William M. Burns, CEO Roche Pharma Division, said: “The news from the European Commission is welcome by both patients and physicians. Stomach cancer is a particularly aggressive and debilitating type of cancer and with Xeloda, Roche can provide an effective oral therapy resulting in a cost effective approach with less hospital visits and more flexibility for the patient”.
Stomach cancer is the fourth most commonly diagnosed cancer and the second leading cause of cancer-related deaths worldwide1. Annually, there are an estimated 911,000 deaths worldwide2, with nearly 140,000 deaths in Europe alone3.
“Not only is capecitabine as effective and safe as intravenous treatment but it also reduces the time patients need to spend in hospital by 80%, from five days every three weeks to only one day every three weeks.” said Professor Y.K. Kang of the Asan Medical Center, Seoul, South Korea. “Up to now, the standard treatment has involved using intravenous pumps which the patients find inconvenient and uncomfortable. As an oral drug, capecitabine can be taken in the comfort of your own home, making it much more convenient. The clinical community welcomes this news as we now have a new option for our patients”
The approval of Xeloda in combination with platinum-based chemotherapy (with or without epirubicin), was based on two trials, called ML17032 and REAL 2. Both these trials showed that patients on the Xeloda-containing arms lived at least as long overall as those on the 5-FU arms. In fact, the REAL 2 study showed patients on one of the Xeloda-containing arms (EOX) lived significantly longer than the reference 5-FU arm (ECF).

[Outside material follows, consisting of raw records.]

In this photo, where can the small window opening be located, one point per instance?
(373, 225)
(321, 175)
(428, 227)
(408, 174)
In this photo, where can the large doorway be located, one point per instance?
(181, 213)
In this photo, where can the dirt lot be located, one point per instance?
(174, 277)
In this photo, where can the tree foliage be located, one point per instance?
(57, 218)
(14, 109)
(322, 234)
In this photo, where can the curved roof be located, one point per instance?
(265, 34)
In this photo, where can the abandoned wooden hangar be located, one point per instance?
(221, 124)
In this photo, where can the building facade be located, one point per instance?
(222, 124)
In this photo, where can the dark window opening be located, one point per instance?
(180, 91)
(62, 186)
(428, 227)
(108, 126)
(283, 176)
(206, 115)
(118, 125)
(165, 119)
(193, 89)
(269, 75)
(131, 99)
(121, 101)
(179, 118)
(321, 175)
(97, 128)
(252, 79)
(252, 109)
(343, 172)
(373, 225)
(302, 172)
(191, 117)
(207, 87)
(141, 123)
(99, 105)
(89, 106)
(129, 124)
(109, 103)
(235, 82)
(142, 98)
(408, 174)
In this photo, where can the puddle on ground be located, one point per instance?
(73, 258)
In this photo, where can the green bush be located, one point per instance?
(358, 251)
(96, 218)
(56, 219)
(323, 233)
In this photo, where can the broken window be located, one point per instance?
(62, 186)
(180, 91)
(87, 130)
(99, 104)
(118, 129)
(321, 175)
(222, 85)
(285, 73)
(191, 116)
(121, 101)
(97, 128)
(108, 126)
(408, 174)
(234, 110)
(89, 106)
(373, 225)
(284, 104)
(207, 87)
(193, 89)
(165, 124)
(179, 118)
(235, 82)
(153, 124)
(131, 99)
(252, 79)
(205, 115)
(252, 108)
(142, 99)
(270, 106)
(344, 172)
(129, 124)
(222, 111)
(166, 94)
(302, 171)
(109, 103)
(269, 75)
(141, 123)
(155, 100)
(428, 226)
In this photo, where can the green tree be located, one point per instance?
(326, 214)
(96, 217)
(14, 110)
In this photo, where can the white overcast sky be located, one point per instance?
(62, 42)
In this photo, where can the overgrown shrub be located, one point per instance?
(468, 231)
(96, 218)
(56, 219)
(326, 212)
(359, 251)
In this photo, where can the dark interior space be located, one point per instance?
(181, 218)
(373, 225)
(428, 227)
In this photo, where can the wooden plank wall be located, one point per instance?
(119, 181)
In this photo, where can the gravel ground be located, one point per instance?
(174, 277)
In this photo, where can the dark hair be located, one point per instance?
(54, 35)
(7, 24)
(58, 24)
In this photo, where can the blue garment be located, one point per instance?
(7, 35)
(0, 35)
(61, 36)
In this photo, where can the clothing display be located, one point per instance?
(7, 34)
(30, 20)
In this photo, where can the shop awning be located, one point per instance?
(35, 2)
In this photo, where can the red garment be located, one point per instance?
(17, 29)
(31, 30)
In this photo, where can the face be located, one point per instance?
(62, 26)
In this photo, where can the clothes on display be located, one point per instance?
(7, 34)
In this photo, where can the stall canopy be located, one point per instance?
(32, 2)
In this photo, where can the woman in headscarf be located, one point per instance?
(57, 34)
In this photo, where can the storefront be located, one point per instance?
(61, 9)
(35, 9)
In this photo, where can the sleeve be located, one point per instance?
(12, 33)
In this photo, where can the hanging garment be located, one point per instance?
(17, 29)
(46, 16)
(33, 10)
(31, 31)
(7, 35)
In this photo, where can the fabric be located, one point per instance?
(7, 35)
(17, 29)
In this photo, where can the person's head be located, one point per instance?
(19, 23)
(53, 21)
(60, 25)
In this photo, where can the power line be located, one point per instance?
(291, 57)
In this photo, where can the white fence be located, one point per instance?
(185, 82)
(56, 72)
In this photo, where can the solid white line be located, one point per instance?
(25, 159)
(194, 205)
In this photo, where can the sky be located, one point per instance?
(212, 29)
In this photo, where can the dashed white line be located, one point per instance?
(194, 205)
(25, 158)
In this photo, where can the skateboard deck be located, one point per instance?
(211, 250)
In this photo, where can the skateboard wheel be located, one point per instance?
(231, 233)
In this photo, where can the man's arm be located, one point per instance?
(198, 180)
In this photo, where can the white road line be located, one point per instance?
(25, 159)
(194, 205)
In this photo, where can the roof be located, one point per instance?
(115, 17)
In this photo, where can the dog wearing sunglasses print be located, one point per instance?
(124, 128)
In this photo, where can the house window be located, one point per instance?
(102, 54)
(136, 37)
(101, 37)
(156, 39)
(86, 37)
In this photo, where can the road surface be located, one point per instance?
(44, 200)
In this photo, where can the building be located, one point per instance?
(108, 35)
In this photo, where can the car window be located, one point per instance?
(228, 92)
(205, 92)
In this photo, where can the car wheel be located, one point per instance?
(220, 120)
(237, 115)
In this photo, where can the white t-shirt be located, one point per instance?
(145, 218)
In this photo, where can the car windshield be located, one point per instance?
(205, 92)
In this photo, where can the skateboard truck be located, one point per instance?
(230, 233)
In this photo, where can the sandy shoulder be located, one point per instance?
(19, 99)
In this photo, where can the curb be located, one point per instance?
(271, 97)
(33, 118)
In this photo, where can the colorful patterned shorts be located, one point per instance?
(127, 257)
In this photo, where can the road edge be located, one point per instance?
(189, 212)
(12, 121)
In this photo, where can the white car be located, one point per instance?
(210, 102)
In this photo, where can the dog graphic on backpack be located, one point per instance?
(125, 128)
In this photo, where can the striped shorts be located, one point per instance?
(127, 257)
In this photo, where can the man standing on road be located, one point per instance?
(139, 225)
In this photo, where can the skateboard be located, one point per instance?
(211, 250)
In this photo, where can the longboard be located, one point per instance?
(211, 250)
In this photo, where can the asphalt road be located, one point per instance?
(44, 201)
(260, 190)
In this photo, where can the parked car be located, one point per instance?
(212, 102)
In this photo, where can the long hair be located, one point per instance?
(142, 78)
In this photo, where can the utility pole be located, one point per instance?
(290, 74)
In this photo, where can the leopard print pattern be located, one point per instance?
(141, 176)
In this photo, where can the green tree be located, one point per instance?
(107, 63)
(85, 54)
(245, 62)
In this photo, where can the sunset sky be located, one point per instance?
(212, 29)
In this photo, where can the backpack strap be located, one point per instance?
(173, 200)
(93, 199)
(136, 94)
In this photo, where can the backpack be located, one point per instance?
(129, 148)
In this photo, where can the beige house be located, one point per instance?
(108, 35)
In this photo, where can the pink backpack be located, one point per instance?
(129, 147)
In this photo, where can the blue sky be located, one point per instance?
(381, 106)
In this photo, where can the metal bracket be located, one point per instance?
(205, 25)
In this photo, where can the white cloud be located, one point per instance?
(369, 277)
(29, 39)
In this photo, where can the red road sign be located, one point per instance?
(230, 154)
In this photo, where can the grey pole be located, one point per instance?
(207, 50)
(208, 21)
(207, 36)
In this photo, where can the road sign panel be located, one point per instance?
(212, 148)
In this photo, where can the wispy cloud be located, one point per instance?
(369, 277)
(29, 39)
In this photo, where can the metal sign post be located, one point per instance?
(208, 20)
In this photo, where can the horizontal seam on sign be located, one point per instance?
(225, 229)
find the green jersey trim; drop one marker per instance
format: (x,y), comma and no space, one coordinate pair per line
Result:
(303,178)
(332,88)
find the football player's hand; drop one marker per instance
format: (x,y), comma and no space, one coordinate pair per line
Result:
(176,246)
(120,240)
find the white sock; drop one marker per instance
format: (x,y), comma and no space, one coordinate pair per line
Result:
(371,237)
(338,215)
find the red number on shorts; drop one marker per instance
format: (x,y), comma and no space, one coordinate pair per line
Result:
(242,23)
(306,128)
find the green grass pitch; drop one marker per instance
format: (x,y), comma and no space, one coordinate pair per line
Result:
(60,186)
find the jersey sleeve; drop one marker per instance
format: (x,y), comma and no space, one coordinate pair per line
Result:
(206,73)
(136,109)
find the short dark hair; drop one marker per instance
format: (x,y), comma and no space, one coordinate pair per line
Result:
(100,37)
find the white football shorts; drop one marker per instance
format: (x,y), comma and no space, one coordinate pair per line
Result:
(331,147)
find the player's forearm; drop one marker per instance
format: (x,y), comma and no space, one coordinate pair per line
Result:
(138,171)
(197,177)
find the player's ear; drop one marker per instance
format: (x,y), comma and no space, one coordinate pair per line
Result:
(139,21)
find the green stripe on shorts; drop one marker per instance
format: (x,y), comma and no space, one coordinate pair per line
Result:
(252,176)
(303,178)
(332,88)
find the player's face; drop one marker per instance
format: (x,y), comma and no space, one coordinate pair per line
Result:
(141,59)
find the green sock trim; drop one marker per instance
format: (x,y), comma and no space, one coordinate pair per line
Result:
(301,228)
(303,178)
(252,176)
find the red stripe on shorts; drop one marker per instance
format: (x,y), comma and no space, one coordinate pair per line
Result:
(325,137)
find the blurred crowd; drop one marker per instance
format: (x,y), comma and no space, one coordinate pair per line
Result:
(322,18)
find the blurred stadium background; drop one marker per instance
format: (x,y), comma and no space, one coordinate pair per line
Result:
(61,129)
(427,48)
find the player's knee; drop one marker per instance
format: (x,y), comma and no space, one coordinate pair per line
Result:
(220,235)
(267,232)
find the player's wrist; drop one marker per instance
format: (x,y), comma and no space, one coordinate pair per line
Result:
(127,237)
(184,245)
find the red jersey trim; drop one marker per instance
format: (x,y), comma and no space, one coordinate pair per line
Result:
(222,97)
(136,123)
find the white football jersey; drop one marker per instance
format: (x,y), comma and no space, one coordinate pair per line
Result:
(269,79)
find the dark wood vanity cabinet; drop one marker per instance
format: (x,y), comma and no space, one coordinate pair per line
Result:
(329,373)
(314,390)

Xeloda on its own is already available in other gastrointestinal cancers, including colorectal cancer that has spread and post-surgery colon cancer. Recently, Xeloda has been filed in the USA for first and second line treatment (with or without Avastin) of advanced colorectal cancer. Additional filings of Xeloda and Avastin combination therapy are planned in the near future. In addition, Roche is running a large Phase III program in early stage colon cancer, which includes Xeloda in combination with oxaliplatin (XELOX) with or without Avastin.